Era un domingo en la noche. Estaba sentada en una de las plazas de Getsemaní, mi barrio, esperando una comida rápida de un negocio instalado justo en uno de los andenes que bordea dicho lugar.
Había muchos niños del barrio jugando en esta plaza con un balón, lo pateaban y la pelota pasaba casi rozando las cabezas de unas señoras que estaban sentadas en unas mesas instaladas por este negocio. En sus rostros se dejaba ver cierta cara de incomodidad y por supuesto de prevención, por el miedo a que el balón aterrizara en la mesa o peor, en sus moños altos.
La cara de molestia de las señoras, llegué a comprenderla. Aunque en mi muro mental, que es más prolífico y utilizado que el de mi Facebook (y en el que sí me quejo, ¡y bastante!), empecé a postear: “Vienen al patio ajeno y les molesta el dueño de la casa”, “¿ahora dónde podrán jugar los niños si ya no hay espacio para nosotros en nuestro propio barrio?”, y la última que refleja una situación, que de verdad me genera una terrible frustración “aquí nacimos, aquí crecimos, aquí vivimos, pero ya Getsemaní, no nos pertenece”.
Mi molestia, quedó registrada en mi “quejadero mental”. Pero en unos instantes pasó a causarme ya algo más visceral (al punto de revolverme un poco las tripas), cuando escucho de fondo a la joven que atiende el negocio de comida rápida, quejándose a viva voz con su compañera por "el escándalo y el desorden" que tenían los niños, y además por el hecho de que estaban jugando casi “encima” de su prestigiosa clientela.
Me fui del lugar con una desazón que terminó en un nudo en la garganta. Me preguntaba a dónde se había ido el barrio donde jugaba con mis amigos a rayar con tiza las calles, en los andenes que hoy tristemente se han convertido en el parqueadero de los hoteles y restaurantes que pasaron a ser nuestros vecinos.
Seguí mi andar. No sé si por ser domingo, día en que los niños de Getsemaní están más inquietos, jugando y haciendo esa bulla que nos caracteriza a los getsemanicenses (nos decimos las cosas gritadas, es verdad), me tocó presenciar otra escena que me indignó aún más, y no es exageración, de verdad es algo que bauticé como "dolor de barrio".
Pasando por la calle del Carretero, unos niños jugaban a la pelota en la mitad de la calle, mientras otros observaban el juego y gritaban desde el andén, frente a la puerta de un sofisticado hotel boutique de los que proliferan ahora en mi barrio.

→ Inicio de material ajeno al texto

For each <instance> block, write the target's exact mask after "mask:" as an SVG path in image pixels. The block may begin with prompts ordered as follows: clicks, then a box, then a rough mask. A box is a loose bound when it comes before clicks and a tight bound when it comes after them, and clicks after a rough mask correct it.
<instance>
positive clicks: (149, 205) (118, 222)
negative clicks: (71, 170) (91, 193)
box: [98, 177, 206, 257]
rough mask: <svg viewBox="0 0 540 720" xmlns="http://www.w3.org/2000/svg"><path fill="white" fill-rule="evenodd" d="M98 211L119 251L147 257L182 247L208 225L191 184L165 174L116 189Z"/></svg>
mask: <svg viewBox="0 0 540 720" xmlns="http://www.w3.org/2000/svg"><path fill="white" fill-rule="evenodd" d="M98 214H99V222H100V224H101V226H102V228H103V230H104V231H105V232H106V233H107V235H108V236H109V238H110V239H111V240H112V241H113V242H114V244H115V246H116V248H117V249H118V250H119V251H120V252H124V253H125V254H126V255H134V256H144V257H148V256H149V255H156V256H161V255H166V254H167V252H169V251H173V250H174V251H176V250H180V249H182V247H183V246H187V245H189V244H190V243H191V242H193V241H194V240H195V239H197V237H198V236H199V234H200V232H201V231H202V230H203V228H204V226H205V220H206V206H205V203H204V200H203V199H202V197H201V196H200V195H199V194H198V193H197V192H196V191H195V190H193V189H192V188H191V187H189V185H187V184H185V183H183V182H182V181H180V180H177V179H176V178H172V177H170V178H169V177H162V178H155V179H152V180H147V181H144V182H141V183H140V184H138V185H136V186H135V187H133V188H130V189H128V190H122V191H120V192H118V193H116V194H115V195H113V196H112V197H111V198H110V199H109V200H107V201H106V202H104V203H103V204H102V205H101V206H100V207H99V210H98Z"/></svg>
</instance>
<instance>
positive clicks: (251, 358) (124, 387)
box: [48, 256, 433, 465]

De pronto salió uno de los empleados de dicho hotel con cara de molestia, a regañar a los niños que jugaban en la calle. Les gritó de una manera no muy amable que se callaran y que se fueran de allí.
Es triste decirlo, pero estos dos casos descritos son la prueba fiel de una triste realidad: Ya Getsemaní no es de los getsemanicenses, somos forasteros en nuestro barrio. Y encima de todo salimos a deber, pues pareciera que a los “nuevos vecinos” no les agradara mucho el estilo de vida al que estamos acostumbrados los “sobrevivientes” de este progresivo desplazamiento, aunque hago la salvedad de uno que otro nuevo propietario, que ha sabido convivir con el Getsemaní de antes, el que me gustaba, que aún se niega a morir.
Getsemaní está perdiendo lo que en verdad lo hace un lugar único y especial en Cartagena, y es su gente, su vida de barrio, sus vecinos sentados en la puerta, las cadenetas que atravesaban las calles en Navidad, sus rincones con salsa y champeta a todo volumen, su bola de trapo los domingos en El Pedregal, sus famosos salseros, los niños jugando en las calles.
Sólo espero que mi Get-set (como cariñosamente lo llamo) perdure, y no quede convertido solamente en recuerdos, inmortalizados en la memoria de quienes allí crecimos y en aquella pegajosa canción de Lucho Pérez y su Sonora Dinamita, que le rinde homenaje a un barrio alegre y popular, del que ya poco queda.
“Yo soy getsemanicense, barrio de bravos leones, sincero de corazones, y amables en el tratar”. Fragmento de El Getsemanicense (La Sonora Dinamita).